The writing calendar I devised for my final semester. Earlier versions were similar, with more time spent reading the texts assigned for the semester.

One of the way’s I’ve used to track my writing–as a general source of information for me, and as a self-monitoring device–has been using a daily/weekly schedule. (See graphic at right.) This was especially effective during the MFA years, specifically the final year, because I had an idea–after the first residency semester–the amount of time I needed to cover all of the bases of the MFA writing life: writing, reading, critiquing, planning, etc.

(You can read a few of the earlier posts on tracking the writing life: I wrote three posts, in relatively quick succession, HERE, HERE, and HERE.)

Simply put, I devised a schedule of necessary activities by dividing available time into blocks and each time block was dedicated to one of the ongoing tasks I needed to accomplish. As the week went by, I checked off the completion boxes beside each scheduled activity. It was a more-rigid method of tracking my progress than just using a “to do” list, but it had built-in flexibility. If I missed time to blog on Monday morning, I could make up for it later. If I wrote more than three hours on Tuesday afternoon, I could check off additional boxes and move things around. Thursday (not pictured) was a “free day” where I could make up for having lost a day to substitute teaching or, if I had kept up with the schedule, I could head out to Anna Maria Island, take the kayak for a spin, or throw my arm out casting unappealing bait into Sarasota Bay.

The benefit was two-fold: I pre-planned the sorts of things I needed to do, and the time I would need to do them, ahead of time and, more importantly, I could gauge how well my plan was working. (Or, in more corporate lingo, how well I was “working my plan.”) At the end of every week, I could see how successful I had been and if I had maintained a balance attack on the work at hand. I could see, for example, if I’d spent too much time reading and blogging, while neglecting the actual work of writing stories and revising my work.

An alternative method–one I’ve been using since I graduated–is less of a schedule and more like a daily activity sheet. It is a log of activity, not a calendar. The daily sheet is based on my desire to continue a balanced and active creative life, even without the pressure of deadlines and instructor expectations. I came up with several categories that reflect the five areas of emphasis necessary for maintaining a creative rhythm, as described in Todd Henry’s book, The Accidental Creative. (I’ve mentioned that book before, and I’m likely to do so again and again.)
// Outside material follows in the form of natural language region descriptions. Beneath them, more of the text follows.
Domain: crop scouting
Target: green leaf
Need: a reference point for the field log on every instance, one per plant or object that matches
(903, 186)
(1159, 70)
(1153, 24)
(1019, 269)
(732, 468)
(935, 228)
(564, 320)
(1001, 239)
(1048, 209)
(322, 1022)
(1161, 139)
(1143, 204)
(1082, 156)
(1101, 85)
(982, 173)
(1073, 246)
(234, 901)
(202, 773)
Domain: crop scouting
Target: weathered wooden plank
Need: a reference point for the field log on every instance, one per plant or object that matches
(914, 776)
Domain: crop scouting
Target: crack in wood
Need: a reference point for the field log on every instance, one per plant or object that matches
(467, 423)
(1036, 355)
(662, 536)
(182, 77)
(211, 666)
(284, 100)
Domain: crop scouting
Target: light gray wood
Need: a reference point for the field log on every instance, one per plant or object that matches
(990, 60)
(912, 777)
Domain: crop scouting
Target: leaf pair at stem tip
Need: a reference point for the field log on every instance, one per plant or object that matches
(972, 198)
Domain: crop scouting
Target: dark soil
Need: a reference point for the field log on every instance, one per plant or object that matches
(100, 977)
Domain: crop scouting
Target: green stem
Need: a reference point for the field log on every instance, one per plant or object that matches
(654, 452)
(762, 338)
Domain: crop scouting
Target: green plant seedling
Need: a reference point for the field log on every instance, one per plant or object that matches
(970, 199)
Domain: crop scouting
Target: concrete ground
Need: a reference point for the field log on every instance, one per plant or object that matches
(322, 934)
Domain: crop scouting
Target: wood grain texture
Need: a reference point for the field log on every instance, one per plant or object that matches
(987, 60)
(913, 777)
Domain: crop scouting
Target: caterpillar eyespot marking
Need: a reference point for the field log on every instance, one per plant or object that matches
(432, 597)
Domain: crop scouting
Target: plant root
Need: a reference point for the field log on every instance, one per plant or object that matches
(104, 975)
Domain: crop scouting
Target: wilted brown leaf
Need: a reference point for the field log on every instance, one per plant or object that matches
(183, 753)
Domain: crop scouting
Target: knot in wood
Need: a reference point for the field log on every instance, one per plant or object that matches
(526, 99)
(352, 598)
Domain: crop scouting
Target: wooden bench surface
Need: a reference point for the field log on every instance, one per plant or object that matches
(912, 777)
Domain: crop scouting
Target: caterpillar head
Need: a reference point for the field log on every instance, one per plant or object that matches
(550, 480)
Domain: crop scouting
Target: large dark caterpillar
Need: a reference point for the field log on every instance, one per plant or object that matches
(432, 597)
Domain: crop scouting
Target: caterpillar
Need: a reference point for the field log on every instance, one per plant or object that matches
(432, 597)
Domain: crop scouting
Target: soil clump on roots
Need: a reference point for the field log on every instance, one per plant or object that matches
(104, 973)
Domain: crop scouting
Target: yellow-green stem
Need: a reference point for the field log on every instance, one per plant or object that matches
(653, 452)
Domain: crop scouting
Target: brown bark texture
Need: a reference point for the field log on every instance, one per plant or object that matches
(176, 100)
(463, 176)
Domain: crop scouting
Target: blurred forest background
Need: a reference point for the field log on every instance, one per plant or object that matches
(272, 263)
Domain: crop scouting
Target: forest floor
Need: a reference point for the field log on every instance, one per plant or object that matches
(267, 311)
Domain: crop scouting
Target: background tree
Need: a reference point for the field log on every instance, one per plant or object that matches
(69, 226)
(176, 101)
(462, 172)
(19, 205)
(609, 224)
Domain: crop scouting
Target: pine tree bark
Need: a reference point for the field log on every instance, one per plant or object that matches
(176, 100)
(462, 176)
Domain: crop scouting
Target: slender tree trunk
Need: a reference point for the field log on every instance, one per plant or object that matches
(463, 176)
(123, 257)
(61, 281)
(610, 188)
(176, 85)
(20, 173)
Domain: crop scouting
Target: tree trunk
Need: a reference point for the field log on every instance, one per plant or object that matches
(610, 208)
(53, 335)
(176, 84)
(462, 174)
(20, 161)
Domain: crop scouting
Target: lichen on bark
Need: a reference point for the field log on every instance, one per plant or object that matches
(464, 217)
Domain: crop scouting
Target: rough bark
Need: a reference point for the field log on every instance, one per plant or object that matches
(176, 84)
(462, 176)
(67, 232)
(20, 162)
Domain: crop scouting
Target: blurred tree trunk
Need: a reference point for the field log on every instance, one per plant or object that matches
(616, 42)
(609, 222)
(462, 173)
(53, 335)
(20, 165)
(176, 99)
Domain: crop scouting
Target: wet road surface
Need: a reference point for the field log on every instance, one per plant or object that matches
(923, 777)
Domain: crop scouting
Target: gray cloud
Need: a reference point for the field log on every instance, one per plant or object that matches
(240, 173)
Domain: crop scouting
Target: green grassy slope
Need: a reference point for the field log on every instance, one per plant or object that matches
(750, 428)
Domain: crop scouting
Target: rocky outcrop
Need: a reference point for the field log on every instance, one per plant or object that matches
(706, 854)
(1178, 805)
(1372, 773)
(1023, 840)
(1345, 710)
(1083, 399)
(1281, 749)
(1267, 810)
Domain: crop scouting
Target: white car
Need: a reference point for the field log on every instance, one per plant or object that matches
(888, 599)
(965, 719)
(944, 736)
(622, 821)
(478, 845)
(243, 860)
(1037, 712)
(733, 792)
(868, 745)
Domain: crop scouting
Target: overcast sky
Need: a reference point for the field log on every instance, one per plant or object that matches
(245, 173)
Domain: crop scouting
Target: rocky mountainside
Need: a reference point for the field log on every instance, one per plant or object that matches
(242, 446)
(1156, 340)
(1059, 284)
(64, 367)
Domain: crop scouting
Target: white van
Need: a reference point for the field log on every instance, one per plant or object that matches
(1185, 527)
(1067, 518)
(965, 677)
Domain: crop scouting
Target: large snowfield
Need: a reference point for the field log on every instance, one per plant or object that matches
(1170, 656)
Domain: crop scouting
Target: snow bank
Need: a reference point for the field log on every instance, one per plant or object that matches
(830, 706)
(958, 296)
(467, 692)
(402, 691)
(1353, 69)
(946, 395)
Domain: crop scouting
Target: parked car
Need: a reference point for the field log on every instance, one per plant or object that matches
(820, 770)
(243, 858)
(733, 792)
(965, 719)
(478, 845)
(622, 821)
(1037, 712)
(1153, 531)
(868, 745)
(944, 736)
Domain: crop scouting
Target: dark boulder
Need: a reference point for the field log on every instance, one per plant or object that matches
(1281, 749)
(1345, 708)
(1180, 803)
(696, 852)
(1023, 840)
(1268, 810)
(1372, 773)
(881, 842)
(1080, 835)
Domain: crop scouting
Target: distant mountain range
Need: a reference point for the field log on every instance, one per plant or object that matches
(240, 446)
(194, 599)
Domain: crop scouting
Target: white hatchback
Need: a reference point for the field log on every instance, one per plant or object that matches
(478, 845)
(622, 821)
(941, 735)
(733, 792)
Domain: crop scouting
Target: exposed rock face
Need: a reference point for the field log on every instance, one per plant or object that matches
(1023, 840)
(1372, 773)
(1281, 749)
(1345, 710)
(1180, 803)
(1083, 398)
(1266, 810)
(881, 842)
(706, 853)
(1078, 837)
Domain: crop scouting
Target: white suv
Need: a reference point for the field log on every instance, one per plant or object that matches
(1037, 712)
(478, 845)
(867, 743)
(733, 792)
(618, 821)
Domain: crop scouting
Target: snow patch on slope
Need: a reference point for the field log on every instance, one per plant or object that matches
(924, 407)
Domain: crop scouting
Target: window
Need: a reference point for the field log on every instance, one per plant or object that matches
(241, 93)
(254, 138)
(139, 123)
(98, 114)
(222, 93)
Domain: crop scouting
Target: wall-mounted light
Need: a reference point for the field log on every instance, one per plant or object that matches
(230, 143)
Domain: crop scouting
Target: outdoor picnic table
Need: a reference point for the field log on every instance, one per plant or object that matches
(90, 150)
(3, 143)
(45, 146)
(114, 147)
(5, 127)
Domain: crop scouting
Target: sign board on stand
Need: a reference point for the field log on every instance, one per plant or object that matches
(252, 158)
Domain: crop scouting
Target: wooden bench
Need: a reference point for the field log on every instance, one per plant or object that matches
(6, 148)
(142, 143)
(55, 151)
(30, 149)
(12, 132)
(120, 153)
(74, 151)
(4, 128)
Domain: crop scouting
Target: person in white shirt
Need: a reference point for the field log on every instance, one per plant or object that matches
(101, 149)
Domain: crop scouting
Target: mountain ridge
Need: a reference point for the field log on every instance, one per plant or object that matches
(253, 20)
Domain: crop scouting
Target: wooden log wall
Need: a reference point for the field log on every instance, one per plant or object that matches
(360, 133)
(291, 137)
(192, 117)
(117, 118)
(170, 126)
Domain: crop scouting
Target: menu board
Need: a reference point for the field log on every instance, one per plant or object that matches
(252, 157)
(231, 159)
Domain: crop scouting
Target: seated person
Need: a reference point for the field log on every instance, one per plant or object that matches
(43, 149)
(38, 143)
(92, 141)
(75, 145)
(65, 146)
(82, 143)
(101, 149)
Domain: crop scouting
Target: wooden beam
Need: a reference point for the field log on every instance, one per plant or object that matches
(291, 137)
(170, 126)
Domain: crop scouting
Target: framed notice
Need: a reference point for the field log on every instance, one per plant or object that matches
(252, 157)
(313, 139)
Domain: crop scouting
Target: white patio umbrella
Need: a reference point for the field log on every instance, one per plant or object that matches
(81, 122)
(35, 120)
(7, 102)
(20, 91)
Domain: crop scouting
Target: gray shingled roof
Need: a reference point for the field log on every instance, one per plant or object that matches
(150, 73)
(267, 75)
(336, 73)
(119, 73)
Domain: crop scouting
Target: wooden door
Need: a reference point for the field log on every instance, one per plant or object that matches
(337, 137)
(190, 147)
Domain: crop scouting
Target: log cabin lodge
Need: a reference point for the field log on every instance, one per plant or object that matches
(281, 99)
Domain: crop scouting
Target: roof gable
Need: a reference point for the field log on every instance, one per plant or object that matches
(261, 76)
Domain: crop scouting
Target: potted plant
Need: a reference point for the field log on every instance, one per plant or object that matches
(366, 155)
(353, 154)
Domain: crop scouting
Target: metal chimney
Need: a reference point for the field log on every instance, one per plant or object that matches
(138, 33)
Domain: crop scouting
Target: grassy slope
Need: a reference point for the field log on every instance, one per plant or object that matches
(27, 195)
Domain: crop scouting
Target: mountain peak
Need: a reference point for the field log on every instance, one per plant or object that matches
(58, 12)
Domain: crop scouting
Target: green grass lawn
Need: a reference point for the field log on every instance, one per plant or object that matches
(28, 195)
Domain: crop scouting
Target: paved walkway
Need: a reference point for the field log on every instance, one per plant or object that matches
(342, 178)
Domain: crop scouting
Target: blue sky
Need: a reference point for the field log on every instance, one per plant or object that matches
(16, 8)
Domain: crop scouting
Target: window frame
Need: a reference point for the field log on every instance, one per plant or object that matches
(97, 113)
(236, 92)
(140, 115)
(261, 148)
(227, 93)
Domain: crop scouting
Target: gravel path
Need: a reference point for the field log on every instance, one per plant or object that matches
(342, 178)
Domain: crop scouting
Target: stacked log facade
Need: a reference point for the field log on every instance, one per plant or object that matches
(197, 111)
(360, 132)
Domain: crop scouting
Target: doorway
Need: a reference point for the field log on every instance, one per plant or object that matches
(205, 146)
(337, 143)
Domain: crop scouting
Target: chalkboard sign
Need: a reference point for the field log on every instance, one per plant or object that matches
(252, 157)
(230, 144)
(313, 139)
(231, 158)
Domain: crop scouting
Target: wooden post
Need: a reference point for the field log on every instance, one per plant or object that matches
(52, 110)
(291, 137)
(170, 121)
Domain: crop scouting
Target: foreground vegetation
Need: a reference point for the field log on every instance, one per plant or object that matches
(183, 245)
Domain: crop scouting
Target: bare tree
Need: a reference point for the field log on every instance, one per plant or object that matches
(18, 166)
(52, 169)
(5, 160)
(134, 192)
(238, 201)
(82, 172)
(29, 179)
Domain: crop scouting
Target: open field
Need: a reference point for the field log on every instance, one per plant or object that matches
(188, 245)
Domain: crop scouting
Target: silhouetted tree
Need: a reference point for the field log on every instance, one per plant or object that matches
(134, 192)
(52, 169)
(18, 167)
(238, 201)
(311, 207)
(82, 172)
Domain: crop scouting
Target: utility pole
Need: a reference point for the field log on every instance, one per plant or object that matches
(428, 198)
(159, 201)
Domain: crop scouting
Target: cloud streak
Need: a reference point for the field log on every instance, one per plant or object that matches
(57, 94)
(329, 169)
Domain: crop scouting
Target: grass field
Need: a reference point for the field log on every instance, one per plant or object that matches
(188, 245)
The activity log is a different way to monitor my writing-related activities. Based on the "Five Elements of Creative Rhythm" I designed this to allow more flexibility while still addressing my creative needs.

This activity log contains all of the writing-related (or, creative-related) activities I want to continually address. I have 150 of these sheets bound together and as I make notes on the tracking sheet, I can monitor how often I am addressing each of the areas. Looking back over a week or two at a time, I can see where I’ve made progress and where I’ve neglected my goals. When I notice deficiencies in my work habits, I can make changes to address them.

The activity log method is much less structured than the weekly/daily calendar I used to use. So far, I’ve found the extra “wiggle room” to be a hindrance to staying “on task”. The more structured approach was much more straight forward, even in its rigidity. As the next few months unfold, I hope that the new method will settle in, but, I am open to returning to the calendar method.

There are a number of ways to track your progress, but I do believe it is important to find SOME method that works for you. Making a plan, attempting to accomplish that plan, and tracking the progress is an important part of a sustained, prolific creative life.